实用指南：豆瓣图书评论数据分析与可视化

【题目描述】豆瓣图书评论数据爬取。以《平凡的世界》、《都挺好》等为分析对象，编写程序爬取豆瓣读书上针对该图书的短评信息，要求：

（1）对前3页短评信息进行跨页连续爬取；

（2）爬取的数据包含用户名、短评内容、评论时间、评分和点赞数（有用数）；

（3）能够根据选择的排序方式（热门或最新）进行爬取，并分别针对热门和最新排序，输出前10位短评信息（包括用户名、短评内容、评论时间、评分和点赞数）。
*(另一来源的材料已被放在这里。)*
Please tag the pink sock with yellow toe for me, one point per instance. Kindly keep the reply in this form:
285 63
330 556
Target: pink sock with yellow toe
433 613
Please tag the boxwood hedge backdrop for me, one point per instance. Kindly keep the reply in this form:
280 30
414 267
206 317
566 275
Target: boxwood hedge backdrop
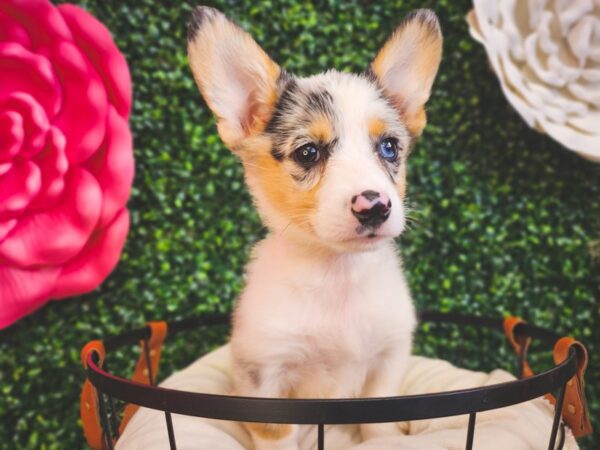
505 220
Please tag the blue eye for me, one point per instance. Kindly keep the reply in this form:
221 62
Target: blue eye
388 149
307 155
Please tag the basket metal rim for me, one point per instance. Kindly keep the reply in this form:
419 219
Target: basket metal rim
337 411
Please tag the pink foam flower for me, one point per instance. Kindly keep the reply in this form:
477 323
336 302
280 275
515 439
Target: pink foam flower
66 159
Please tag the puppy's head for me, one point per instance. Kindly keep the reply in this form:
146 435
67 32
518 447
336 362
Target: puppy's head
324 156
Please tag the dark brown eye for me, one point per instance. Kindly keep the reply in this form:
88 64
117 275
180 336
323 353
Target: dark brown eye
307 155
388 149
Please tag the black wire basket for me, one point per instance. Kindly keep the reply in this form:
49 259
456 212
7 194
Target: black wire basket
100 417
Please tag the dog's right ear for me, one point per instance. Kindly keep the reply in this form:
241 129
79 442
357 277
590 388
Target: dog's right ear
235 76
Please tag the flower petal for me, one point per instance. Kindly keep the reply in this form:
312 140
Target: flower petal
55 236
83 115
5 227
18 187
100 256
11 134
53 163
23 71
40 18
22 291
35 121
113 167
11 31
93 37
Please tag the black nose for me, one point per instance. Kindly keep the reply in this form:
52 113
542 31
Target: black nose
371 208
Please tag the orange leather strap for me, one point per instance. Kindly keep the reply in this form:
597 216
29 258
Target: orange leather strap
574 411
521 345
88 402
144 373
（4）根据点赞数的多少，按照从多到少的顺序将排名前10位的短评信息输出；

（5附加）结合中文分词和词云生成，对前3页的短评内容进行文本分析：按照词语出现的次数从高到低排序，输出前10位排序结果；并生成一个属于自己的词云图形。

1. 抓取获取<<都挺好>>短评的 url

https://book.douban.com/subject/20492971/comments/?start=20&limit=20&status=P&sort=score
分析url

subject/20492971：书籍ID为20492971
comments/：评论页面
start=20：从第20条评论开始显示（分页参数）
limit=20：每页显示20条评论
status=P：只显示已发布的评论（P代表Published）
sort=score：按点赞量排序

经分析 sort=time 为按时间排序 (最新) - 需要登录豆瓣

2. 获取headers 和 Cookie
在爬取豆瓣等反爬机制较严格的网站时，模拟浏览器行为 是关键。以下是补全的爬虫策略，包括 请求头设置、Cookies、延迟控制、代理IP 等关键点：

关键反爬策略：

必须配置完整的请求头(Headers)和Cookies
建议使用代理IP池（特别是大规模爬取时）
合理设置请求间隔（本示例未展示，但生产环境建议添加）

分享一个好用的网站

Convert curl commands to Python

它可以将 cURL 命令快速转换为 Python、JavaScript、PHP 等多种语言的代码，非常适合爬虫开发时快速生成请求模板。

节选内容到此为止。